Focus is placed on vibrocores to a depth of >5m below the seafloor from mud-dominant, depositional areas, to assess how carbon storage, source and stability has changed throughout modern sediments and the Holocene. Bulk physical and geochemical characterisation of sediment are determined, including particle size analysis (PSA), % total OC (TOC), total nitrogen (TN) and elemental concentrations generated by X-ray fluorescence (XRF). The relationship between PSA, TOC, and total specific surface area (TSSA) is examined to help elucidate the role of mineralogy in carbon storage. From selected depths, the <2μm sediment fraction is separated from the bulk by centrifugation. Clay mineral identification is conducted by X-ray diffraction (XRD) on the <2μm fraction. Organic matter characterisation through pyrolysis-gas chromatography-mass spectrometry is conducted on the same depths as those selected for clay mineral XRD. Sedimentation rates for the uppermost horizons are estimated using gamma spectrometry (e.g. ²¹⁰Pb). Radionuclide profiles suggest minimal downcore sediment mixing has occurred at the study site, with sedimentation rates remaining relatively stable in the upper 1m if the sediment column. TOC concentrations range from 0.8-1.4w t%, with values stabilising below 2m and remaining relatively consistent to 5.5m, indicating sustained sediment OC storage throughout the sediment profile. C:N molar ratios suggest organic matter is primarily of marine source, however increased C:N ratios are observed in the upper 30cm of the sediment profile, coinciding with increased heavy metal concentrations (Zn, Pb, Cu). Preliminary Bulk XRD results indicate clay-rich mineral assemblage, consistent with enhanced organic matter preservation in fine-grained sediments.

 

These results highlight the strong control that sedimentary environment and mineralogical composition exert on the capacity of continental shelf sediments to store and stabilise organic carbon.

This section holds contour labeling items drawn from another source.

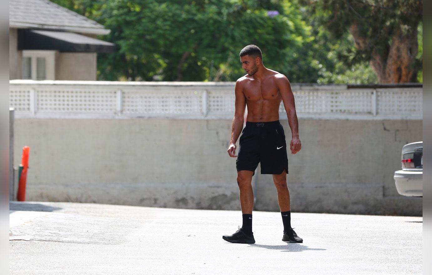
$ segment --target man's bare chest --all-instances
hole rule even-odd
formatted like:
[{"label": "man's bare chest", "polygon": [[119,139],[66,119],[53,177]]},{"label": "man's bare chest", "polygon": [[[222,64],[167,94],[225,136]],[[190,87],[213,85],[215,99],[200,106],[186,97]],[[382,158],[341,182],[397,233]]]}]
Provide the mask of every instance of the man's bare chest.
[{"label": "man's bare chest", "polygon": [[280,97],[277,87],[273,81],[251,81],[243,88],[245,96],[249,100],[275,100]]}]

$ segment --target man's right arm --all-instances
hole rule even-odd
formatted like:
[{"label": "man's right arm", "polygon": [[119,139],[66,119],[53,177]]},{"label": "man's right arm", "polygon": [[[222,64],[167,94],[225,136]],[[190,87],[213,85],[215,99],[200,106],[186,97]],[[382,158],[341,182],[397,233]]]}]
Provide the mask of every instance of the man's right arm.
[{"label": "man's right arm", "polygon": [[231,157],[236,157],[235,143],[240,135],[245,122],[245,110],[246,109],[246,97],[243,92],[241,81],[239,79],[235,82],[235,107],[234,117],[232,119],[231,126],[231,140],[228,147],[228,154]]}]

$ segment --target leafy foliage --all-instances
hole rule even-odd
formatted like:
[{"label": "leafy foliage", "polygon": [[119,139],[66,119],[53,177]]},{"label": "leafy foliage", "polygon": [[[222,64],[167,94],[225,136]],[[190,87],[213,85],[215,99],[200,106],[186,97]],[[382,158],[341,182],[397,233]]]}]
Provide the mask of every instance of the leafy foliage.
[{"label": "leafy foliage", "polygon": [[[118,51],[98,54],[101,80],[233,81],[244,75],[238,53],[254,44],[267,67],[293,82],[377,81],[367,53],[356,51],[347,31],[353,1],[52,0],[111,30],[99,38],[115,43]],[[403,14],[409,6],[391,12]],[[384,21],[364,22],[362,31],[373,34]],[[384,32],[377,39],[388,39]],[[422,53],[419,47],[418,68]]]}]

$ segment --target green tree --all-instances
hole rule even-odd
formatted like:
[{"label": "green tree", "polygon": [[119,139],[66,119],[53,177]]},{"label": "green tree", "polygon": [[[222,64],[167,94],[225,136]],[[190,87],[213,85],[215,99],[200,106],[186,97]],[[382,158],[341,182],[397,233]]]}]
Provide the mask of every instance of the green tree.
[{"label": "green tree", "polygon": [[111,30],[102,38],[118,51],[98,55],[101,80],[235,80],[248,44],[261,48],[269,68],[296,82],[310,77],[287,66],[310,36],[295,1],[55,1]]},{"label": "green tree", "polygon": [[303,0],[321,24],[340,39],[346,33],[355,48],[339,52],[348,67],[368,62],[381,83],[415,81],[421,69],[418,26],[421,0]]}]

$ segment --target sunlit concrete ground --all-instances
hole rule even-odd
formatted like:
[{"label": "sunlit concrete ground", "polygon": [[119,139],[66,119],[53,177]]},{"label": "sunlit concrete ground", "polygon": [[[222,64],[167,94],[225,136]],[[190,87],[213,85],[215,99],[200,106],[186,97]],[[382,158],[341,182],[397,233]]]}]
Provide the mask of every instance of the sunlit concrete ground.
[{"label": "sunlit concrete ground", "polygon": [[239,211],[11,202],[10,274],[415,274],[422,218],[254,212],[256,243],[222,239]]}]

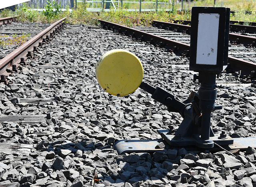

The predominance of marine-derived organic matter suggests that offshore shelf sediments play a significant role in recycling and preserving oceanic primary production, while the elevated C:N ratios and metal concentrations in surface sediments point to recent anthropogenic influences on carbon inputs and sediment geochemistry. As such, the preservation of mud-dominated shelf environments should be considered in marine spatial planning and climate mitigation strategies, given their potential to function as stable, long-term carbon sinks under future environmental change.